Single by Aurora

from the album Infections of a Different Kind (Step 1)
- Released: 16 April 2018
- Genre: Synth-pop; ethereal pop;
- Length: 3:27
- Label: Decca; Glassnote;
- Songwriters: Aurora Aksnes; Fiona Bevan; James Edward Jacob; Couros Shebani;
- Producers: James Edward Jacob; Couros Shebani; Magnus Skylstad;

Aurora singles chronology
| "Ascension" (2018) | "Queendom" (2018) | "Forgotten Love" (2018) |

Music video
- "Queendom" on YouTube

= Queendom (Aurora song) =

2018 single by Aurora

"Queendom" is a song by Norwegian singer-songwriter Aurora. It was released on 16 April 2018, through Decca and Glassnote, as the lead single from Aurora's second studio album, Infections of a Different Kind (Step 1) (2018). It was premiered on Zane Lowe's Apple Beats 1. A harp version of the song was released on May 18, 2018.

== Background ==
Aurora originally intended to release new music in November 2016, but her touring commitments for her debut album made it unfeasible. In September of that year, she hinted at a potential release in November 2017. By March 2018, she confirmed that the album was expected in the fourth quarter of the year, though she did not specify a date. On 5 April 2017, she released a trailer titled Our Queendom Come, prompting speculation among fans that this could be the album's title.

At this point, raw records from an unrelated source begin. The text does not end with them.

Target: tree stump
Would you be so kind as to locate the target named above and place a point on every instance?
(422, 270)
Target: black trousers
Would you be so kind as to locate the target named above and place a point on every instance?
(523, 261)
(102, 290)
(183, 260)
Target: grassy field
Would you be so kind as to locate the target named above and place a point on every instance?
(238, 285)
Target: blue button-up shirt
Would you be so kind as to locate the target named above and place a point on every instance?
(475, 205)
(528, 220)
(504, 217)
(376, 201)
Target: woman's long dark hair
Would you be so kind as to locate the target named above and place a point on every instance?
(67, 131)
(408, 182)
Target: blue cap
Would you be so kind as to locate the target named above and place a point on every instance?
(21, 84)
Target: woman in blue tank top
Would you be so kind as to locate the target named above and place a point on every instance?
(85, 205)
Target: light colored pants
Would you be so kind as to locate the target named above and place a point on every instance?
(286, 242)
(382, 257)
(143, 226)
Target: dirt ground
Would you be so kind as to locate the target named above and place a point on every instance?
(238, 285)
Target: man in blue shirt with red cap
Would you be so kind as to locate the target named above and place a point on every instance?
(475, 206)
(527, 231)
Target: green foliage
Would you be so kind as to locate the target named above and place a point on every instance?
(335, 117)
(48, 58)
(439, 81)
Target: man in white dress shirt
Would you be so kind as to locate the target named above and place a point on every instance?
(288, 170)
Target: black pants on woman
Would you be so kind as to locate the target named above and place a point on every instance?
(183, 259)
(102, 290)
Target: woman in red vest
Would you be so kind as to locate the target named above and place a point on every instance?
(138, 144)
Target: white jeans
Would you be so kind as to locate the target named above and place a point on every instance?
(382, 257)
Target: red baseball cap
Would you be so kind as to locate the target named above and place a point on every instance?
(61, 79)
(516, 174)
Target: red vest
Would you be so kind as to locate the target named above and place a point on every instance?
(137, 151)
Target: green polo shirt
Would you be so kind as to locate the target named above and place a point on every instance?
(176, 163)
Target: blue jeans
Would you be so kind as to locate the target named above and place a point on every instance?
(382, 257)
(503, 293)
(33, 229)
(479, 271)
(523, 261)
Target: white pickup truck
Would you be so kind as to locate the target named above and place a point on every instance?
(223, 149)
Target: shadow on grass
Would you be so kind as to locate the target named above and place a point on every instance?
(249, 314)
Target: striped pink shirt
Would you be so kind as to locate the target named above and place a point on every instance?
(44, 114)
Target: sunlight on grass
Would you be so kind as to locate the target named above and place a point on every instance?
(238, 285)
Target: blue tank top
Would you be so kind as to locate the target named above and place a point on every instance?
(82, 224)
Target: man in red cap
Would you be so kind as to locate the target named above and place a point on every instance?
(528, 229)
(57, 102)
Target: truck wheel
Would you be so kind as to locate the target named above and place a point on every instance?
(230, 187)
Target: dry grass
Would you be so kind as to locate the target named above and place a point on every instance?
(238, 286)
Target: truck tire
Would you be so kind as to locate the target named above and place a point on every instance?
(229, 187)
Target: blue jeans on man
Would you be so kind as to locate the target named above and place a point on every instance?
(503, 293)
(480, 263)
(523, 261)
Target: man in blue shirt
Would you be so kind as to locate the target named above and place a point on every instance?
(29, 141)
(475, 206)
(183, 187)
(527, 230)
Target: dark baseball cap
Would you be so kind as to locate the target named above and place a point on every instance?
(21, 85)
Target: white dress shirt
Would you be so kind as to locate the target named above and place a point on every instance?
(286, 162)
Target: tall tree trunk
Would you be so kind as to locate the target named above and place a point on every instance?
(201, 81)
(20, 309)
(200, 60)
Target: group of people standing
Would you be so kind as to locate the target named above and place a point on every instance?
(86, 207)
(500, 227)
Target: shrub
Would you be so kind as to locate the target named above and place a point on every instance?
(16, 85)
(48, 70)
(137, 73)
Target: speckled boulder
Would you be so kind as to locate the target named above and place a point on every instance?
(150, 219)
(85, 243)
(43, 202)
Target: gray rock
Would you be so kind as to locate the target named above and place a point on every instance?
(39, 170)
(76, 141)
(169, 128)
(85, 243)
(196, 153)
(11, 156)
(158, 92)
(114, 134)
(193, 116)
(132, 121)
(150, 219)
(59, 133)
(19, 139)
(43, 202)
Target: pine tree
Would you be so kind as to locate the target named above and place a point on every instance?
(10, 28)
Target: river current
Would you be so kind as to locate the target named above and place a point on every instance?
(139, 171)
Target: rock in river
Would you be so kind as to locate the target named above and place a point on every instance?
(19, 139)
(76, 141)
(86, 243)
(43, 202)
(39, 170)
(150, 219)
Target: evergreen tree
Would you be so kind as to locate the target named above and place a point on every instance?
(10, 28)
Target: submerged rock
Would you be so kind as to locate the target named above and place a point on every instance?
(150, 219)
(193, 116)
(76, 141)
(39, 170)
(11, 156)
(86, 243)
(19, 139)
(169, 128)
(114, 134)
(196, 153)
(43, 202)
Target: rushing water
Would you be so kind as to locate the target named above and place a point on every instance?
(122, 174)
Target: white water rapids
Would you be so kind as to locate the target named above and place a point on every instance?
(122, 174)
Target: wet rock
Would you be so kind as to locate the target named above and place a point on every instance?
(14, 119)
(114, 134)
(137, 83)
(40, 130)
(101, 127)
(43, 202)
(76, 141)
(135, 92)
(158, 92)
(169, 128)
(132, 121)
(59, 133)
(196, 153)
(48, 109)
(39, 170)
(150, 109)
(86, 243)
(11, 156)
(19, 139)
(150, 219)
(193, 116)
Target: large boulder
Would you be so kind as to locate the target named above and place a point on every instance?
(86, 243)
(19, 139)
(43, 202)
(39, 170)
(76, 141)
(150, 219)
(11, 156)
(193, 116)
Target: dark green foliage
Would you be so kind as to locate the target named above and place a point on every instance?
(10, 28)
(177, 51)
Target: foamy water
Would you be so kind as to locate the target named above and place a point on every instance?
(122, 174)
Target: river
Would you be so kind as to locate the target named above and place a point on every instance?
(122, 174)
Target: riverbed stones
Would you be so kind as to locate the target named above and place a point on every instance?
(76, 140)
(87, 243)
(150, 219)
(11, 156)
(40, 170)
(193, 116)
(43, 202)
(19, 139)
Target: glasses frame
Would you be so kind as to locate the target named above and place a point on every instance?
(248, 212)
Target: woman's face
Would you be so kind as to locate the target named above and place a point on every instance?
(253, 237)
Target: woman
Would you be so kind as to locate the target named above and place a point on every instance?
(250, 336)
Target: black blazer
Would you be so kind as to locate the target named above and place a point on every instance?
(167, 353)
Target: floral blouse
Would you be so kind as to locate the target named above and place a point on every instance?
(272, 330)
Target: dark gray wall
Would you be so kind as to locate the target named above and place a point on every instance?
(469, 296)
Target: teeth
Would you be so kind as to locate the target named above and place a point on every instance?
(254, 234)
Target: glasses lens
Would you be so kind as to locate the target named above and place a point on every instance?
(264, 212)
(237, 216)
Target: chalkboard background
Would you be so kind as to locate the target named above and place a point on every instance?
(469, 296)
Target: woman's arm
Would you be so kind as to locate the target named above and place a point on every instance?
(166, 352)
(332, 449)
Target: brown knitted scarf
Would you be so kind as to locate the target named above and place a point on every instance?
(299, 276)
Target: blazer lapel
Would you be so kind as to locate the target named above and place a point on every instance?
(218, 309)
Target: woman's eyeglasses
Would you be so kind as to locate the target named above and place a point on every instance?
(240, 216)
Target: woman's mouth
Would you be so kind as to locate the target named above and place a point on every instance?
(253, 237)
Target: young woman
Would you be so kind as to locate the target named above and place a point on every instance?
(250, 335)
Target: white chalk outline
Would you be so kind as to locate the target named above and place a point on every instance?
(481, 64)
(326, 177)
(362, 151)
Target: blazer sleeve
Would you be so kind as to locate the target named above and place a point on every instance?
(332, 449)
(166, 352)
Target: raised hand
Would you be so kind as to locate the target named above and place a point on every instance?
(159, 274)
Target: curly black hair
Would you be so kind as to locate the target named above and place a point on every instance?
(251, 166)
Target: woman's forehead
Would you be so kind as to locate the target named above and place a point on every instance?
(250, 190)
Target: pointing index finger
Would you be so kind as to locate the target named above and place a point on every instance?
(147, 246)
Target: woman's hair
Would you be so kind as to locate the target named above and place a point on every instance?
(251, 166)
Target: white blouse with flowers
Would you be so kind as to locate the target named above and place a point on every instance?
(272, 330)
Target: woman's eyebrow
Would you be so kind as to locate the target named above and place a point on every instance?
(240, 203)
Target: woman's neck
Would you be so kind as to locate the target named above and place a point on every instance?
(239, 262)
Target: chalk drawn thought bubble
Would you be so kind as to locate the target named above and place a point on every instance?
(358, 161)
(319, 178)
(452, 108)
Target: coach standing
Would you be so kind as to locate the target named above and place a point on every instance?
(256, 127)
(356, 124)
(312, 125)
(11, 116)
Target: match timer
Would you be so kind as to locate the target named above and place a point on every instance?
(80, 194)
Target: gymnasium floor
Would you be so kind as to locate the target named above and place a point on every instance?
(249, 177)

Aurora described "Queendom" as carrying an important message and reflecting the broader perspective of her new album. She highlighted themes of empowerment and inclusivity, referencing the song's lyrics: "The underdogs are my lions, the silent ones are choir – the women will be my soldiers, the weight of life on their shoulders." Aurora emphasized that the song is meant for everyone, including men and even the planets, marking the beginning of a new chapter in her music.

She further explained that "Queendom" is about celebrating all our differences, embracing women, children, animals, men, and especially the quiet and introverted individuals. She envisions it as a place where shy and lonely people can come together, finding solace in shared experiences and, ultimately, no longer feeling alone.

== Composition ==
"Queendom" is a synth-pop and ethereal pop song. Its production incorporates a four-on-the-floor beat backed by tumbling drums, lavish string arrangements and glittering synthesizers. The song features a recording of female drummers playing in the streets of Brazil.

== Critical reception ==
Jon Pareles, writing for The New York Times, praised the song as "a dance-floor declaration of female empowerment". Raleigh Mathis of The 405 compared its "cinematic and grand" sound to the works of Björk and Lykke Li.

== Music video ==
The music video for "Queendom" was released on 2 May 2018 and featured a message of inclusivity for Aurora's LGBT fans. This was symbolized by Aurora herself kissing one of her female dancers during what she described as a "big kissing party", representing the acceptance and celebration of all forms of love within her "queendom." The video was nominated for Music Video of the Year at the 2019 Spellemannprisen but ultimately lost to Hkeem's "Ghettoparasitt".

Regarding the music video, Aurora explained that it celebrates diversity, embracing women, men, children, animals, introverts, and the lonely. She described "Queendom" as a space where people can come together, find solace, and ultimately feel less alone.

== Live performances ==
Aurora performed "Queendom" at Late Night with Seth Meyers on 23 May 2018.

== Credits and personnel ==
Credits adapted from Tidal.

Musicians
- Aurora Aksnes – vocals, additional vocals, percussion, additional production
- Magnus Skylstad – drums, drum programming, cello, additional keyboards, percussion, programming, additional production, mixing, engineering
- Couros – drums, drum programming, percussion, synthesizer, programming, production
- Jakwob – drums, drum programming, percussion, synthesizer, programming, production
- Mathias Wang – cymbal
- Mark Bishop – engineering
- Chris Sansom – mastering

== Charts ==

Chart performance for "Queendom"
| Chart (2018) | Peak position |
|---|---|
| Mexico Ingles Airplay (Billboard) | 14 |

==Certifications==

Certifications for "Queendom"
| Region | Certification | Certified units/sales |
| Brazil (Pro-Música Brasil) | Gold | 20,000^{‡} |
^{‡} Sales+streaming figures based on certification alone.